Tuesday, 9 August 2011

A little bit about what has been on my mind this afternoon...

Creative Commons License
Stuff and Nonsense by Amy Cockram is licensed under a Creative Commons Attribution-Noncommercial-No Derivative Works 2.0 UK: England & Wales License.

Now that a few days have passed, I should probably put this post in context.  It was written on the afternoon of Tuesday 9th August 2001; riots had started in London at the weekend following the shooting of Mark Duggan.  The worst night of rioting had been the Monday when there was a huge fire in Croydon, and riots had been starting in other cities.

--------------------------------------------------------------------------------------------------------------------

I'm not a politically knowledgeable person, so this post is wading into the shallows of something I know little about.  I know this doesn't always stop people, but it gives me pause.  As someone, thankfully, outside cities so far affected by rioting, my knowledge of what has happened has permeated through the imperfect filter of the media, which has large holes and lets through a lot of the crud.  As someone outside that direct experience, it seems to me that the violence had its roots in genuine tension and grief but devolved into an excuse to destroy and steal.  Mine is a personal, not a political, response, and I don't pretend that this comes from expert knowledge.

But my thoughts this afternoon have strayed off kilter.  And this tangent was started off by hearing that the only shop not raided in one street was Waterstones.  My first thoughts, shamefully, were a bit flippant: I believe I have a social conscience, a strong moral sense and an overactive guilt complex so I would never do what the rioters have been doing.  But if I did ever throw that aside - I never would - Waterstones would be the first place I looted.  I now feel quite guilty of that flippancy, but it started me off wondering why a book shop wasn't looted: aside from the obvious that books have little resale value on the black market, was this because people doing this are not readers, or because someone who reads a lot would not do this?

Here is the conclusion I am tentatively starting to reach.  I admit this comes from a big generalisation, but bear with me because it serves my metaphor.  Perhaps these actions partly come from people who spend some of their time out of their mind on drugs (that's the big generalisation, sorry about that).  But if they spent more of their time out of their own mind and into someone else's in a book, maybe they wouldn't have acted in this way.  I think that reading about other people's lives - real or fictional - helps foster empathy and the understanding that we are not alone in the world, that we live alongside myriad other people who have their own distinct joys and sorrows.  They are separate from us and to a large extent unknowable, but connected, and our actions can have implications for their lives.  Anyone who has fostered that sense of empathy, who stepped, even just for 30 seconds, into the mind of someone terrified, who feels themselves and those that they care for threatened by violence, fire, loss of their home, or loss of income due to destruction of their business, would surely not have taken part in these riots.

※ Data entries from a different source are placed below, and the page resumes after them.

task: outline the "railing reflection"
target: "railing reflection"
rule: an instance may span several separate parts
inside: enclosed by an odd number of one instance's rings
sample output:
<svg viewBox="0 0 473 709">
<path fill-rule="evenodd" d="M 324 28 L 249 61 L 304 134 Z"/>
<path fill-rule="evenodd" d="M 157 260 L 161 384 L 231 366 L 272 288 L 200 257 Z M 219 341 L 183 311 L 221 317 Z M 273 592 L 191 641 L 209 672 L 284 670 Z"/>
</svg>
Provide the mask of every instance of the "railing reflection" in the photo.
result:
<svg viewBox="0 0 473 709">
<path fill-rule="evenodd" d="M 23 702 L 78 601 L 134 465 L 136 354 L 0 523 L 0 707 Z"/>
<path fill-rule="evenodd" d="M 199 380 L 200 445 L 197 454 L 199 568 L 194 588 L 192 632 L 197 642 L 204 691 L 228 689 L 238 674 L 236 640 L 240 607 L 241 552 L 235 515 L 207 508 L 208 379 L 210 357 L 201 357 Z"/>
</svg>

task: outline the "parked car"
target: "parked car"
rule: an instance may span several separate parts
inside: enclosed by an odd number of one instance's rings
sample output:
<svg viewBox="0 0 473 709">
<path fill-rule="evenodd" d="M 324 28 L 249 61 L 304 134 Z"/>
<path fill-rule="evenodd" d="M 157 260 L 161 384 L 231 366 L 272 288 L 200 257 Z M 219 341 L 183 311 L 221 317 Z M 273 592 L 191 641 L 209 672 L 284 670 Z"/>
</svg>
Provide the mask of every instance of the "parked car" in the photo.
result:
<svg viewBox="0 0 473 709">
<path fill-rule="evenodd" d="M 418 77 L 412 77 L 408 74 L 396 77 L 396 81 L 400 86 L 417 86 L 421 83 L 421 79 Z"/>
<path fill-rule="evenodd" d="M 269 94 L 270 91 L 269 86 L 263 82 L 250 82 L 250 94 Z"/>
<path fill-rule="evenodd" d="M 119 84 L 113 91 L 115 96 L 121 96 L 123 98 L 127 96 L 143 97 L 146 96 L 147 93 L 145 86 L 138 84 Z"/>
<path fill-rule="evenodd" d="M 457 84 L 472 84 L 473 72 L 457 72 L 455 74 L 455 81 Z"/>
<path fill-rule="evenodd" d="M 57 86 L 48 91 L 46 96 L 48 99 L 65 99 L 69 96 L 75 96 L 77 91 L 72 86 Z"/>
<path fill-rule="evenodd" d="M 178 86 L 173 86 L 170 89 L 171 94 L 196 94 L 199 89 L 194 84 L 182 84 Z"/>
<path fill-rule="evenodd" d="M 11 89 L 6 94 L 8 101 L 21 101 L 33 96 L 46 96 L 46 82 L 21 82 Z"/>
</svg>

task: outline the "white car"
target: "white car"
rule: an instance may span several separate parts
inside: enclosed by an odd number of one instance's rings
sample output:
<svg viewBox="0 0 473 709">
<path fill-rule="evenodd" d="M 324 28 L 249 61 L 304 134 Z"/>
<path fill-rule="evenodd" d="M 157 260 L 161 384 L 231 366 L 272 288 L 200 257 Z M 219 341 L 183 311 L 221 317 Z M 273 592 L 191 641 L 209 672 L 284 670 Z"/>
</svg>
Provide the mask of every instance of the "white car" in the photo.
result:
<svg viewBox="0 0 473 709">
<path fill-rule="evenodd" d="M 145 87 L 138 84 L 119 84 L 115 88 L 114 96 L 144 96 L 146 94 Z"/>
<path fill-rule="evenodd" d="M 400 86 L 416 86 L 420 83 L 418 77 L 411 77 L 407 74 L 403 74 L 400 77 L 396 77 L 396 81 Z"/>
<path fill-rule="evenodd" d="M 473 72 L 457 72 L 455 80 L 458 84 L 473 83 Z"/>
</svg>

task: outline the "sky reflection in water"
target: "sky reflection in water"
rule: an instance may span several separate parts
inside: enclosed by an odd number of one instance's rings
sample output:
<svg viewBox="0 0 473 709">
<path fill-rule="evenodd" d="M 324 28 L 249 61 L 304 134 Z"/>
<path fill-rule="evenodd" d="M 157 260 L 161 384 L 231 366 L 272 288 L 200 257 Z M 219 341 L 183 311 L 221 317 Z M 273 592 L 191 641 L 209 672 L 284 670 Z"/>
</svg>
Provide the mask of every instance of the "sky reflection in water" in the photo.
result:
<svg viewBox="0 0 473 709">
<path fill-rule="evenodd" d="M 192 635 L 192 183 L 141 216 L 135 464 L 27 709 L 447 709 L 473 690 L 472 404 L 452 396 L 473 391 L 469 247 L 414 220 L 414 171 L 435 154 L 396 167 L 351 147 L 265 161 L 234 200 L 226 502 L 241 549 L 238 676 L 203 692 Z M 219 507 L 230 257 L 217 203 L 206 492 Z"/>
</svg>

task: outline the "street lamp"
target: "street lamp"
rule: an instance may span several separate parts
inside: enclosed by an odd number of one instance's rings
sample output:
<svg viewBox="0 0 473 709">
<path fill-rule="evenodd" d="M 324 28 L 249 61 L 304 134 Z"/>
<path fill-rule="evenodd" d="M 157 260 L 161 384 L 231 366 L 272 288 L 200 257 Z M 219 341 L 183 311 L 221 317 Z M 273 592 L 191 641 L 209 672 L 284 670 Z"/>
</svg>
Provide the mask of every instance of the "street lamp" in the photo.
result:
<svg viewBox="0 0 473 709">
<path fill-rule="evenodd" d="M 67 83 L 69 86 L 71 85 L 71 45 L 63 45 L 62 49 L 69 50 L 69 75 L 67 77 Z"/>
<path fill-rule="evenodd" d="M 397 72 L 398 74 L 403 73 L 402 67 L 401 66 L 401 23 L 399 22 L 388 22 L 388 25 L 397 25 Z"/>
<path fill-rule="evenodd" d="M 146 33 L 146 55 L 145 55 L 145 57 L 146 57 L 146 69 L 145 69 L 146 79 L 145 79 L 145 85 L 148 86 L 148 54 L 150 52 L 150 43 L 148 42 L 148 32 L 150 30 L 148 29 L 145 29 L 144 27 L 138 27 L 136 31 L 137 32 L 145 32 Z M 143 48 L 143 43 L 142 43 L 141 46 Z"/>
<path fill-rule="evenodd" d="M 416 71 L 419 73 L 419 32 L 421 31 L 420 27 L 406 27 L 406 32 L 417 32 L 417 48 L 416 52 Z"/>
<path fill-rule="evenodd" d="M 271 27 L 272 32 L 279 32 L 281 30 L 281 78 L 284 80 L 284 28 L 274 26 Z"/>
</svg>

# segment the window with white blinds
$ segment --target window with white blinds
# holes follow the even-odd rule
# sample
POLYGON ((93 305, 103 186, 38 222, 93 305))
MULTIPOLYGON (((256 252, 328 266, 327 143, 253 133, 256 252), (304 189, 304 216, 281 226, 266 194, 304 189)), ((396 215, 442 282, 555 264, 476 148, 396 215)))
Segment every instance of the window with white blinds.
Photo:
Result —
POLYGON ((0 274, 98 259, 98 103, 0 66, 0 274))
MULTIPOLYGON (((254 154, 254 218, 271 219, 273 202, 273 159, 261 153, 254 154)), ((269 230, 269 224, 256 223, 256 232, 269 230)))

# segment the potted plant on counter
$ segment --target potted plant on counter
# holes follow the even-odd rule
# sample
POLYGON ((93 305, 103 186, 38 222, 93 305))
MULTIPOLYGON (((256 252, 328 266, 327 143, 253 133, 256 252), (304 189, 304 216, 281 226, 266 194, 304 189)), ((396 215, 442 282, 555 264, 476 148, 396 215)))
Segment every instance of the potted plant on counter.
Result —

I do have friends in affected cities and I hope that they have stayed safe.  But, even if I don't directly know the people involved, this doesn't give me the licence not to care what has happened to them.  Today seemed to start with more of a sense of hope, with people arranging to meet to clean up after the riots, but this demonstation of community solidarity has been a result of something that should never have happened in the first place.  The people who have done this are in the minority, I know this, but I still feel like it has damaged my faith in humanity more than a little bit.  I'm 36: I'd hoped not to become old and cynical for at least a couple more decades.

I hope I'm right about the whole empathy thing, but I think I am being rather naive as I am writing this listening to an eyewitness report on the TV.  She is saying that the rioters were revelling in seeing their fear.  I've just taken down off the shelves my Oxford Concise English Dictionary, which defines humanity as " the fact or condition of being human" and "humaneness, benevolence."  If I am wrong about the importance of empathy, it scares me so much that it makes me think that maybe the dictionary should be re-written to define humanity as cruelty, selfishness and solipsism.